To preserve your right to appraisal, this process is automatically activated if you notify TWIA that you disagree with our assessment of the covered portion of your claim. This does not mean you have to go through the appraisal process, but that you will have the option to in the future. You can start this process by having a discussion with your claims examiner or sending TWIA a message through Claims Center or the Policyholder Portal with details about what you are disputing. If you are unable to use one of these systems, you can email email@example.com with your claim number in the subject line. Communicating with us through Claims Center or the Policyholder Portal will allow us to respond faster than email. Each of these options (Claims Center, the Policyholder Portal, email) will help document the time when you make the request.
Disputes Regarding Denied Claims
If you wish to dispute TWIA’s decision to partially or fully deny coverage for your claim, you must provide notification that you intend to bring suit against TWIA. You have two years after receipt of a claim decision to notify TWIA of a coverage dispute. If you miss the two year deadline, you waive the right to contest TWIA’s denial of the claim, and are barred from bringing a lawsuit concerning denial of coverage.
As a prerequisite to filing suit, TWIA has the option of requiring you, the policyholder, to submit the dispute to Alternative Dispute Resolution (ADR). Mediation is the primary form of dispute resolution utilized by TWIA. ADR must be completed no later than 60 days after TWIA requests ADR, unless the period is extended by mutual agreement or by rule of the Commissioner of Insurance. If ADR is not completed, or if you are not satisfied after the ADR, you may bring a lawsuit in a district court no later than two years after the date you received TWIA’s decision regarding the claim. All costs and expenses of mediation are shared equally by both parties.

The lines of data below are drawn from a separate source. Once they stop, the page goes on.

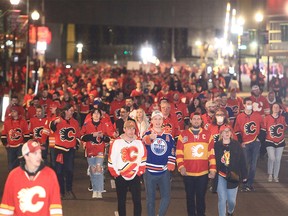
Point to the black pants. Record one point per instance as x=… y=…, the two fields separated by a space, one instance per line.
x=195 y=188
x=134 y=186
x=65 y=169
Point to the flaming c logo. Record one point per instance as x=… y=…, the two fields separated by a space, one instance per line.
x=67 y=134
x=276 y=130
x=250 y=128
x=129 y=154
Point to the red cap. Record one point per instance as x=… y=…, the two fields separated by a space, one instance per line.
x=30 y=146
x=225 y=127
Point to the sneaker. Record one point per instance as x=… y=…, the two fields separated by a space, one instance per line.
x=95 y=194
x=244 y=188
x=90 y=188
x=270 y=178
x=70 y=195
x=99 y=195
x=250 y=188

Lawsuit criteria is outlined in the Texas Windstorm Insurance Association Act, Section 2210.576 (b), Texas Insurance Code.
Guides and Resources
Claims Guides and Worksheets for Policyholders
Additional Assistance for Policyholders
TDI Coastal Outreach and Assistance Services Team
Created in 2011, the Texas Department of Insurance’s Coastal Outreach and Assistance Services Team (COAST) provides information and educational programs to help TWIA policyholders with the claims process. COAST can help you:
- Learn about your rights as a TWIA policyholder
- Learn about the TWIA claims process
- Know what to do if TWIA denies your claim
- Resolve a concern about a TWIA claim
This webpage is intended for educational purposes only and does not supersede your policy contract. Every claim is evaluated on its own merits and it is possible your particular claim could be handled differently.